Russia, paesi dell’Unione Europea, Stati Uniti e Messico, già non importano più i prodotti derivati dai cuccioli di foca, ma le autorità canadesi continuano a sovvenzionare una caccia praticata ormai da soli 200 cacciatori locali (pochi anni addietro erano alcune migliaia). Le motivazioni addotte riguardano la presunta riduzione del pescato ed i possibili danni ai pescatori canadesi. Questo, però, senza tener conto non solo dell’ecatombe dei cuccioli conseguente allo scioglimento dei ghiacci, ma anche del fatto che le stesse autorità della pesca canadesi hanno dichiarato che non esistono studi sufficienti ad avvalorare tale tesi. Anzi, il fenomeno non è mai stato monitorato. Sul Canada, però, si apre la possibilità degli investimenti cinesi. Alla drastica riduzione del mercato conseguente all’abbandono degli importatori russi, potrebbe infatti sostituirsi la sconfinata possibilità dei nuovi acquisti cinesi, ovvero l’intero sud est asiatico.

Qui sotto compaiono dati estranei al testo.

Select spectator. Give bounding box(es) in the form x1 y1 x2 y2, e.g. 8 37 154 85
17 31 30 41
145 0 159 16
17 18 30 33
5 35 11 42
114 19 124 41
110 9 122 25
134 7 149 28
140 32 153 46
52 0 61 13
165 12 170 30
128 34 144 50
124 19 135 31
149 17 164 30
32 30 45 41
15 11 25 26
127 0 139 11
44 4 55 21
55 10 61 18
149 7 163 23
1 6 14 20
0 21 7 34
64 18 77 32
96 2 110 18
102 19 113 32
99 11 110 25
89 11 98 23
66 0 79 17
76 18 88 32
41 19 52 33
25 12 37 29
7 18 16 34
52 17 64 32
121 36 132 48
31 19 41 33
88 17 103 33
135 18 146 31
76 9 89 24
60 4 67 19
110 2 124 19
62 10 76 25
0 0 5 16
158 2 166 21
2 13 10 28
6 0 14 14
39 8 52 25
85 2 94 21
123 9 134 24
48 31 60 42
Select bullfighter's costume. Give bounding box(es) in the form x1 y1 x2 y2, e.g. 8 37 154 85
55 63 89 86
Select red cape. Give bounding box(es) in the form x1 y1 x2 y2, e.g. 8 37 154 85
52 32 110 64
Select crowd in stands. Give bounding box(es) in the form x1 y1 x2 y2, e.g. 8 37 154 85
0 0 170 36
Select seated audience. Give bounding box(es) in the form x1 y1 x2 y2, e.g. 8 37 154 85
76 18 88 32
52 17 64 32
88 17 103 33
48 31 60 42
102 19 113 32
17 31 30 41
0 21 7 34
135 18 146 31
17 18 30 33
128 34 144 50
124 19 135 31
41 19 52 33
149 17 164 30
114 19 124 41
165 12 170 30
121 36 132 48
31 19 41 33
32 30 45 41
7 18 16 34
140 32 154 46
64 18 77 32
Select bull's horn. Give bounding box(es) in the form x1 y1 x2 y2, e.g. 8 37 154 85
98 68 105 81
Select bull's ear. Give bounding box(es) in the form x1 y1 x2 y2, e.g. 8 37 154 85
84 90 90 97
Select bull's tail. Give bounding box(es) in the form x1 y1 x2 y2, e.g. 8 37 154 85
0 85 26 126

Intanto, dal prossimo venerdì è caccia. I banchi di ghiaccio canadesi cominceranno a macchiarsi di rosso mentre sul rispetto delle norme previste per le macellazioni, seri dubbi sono avanzati dalle Associazioni protezioniste. Già l’anno scorso (i cacciatori non possono opporsi alla presenza di osservatori internazionali) furono documentate macellazioni a vivo degli animali.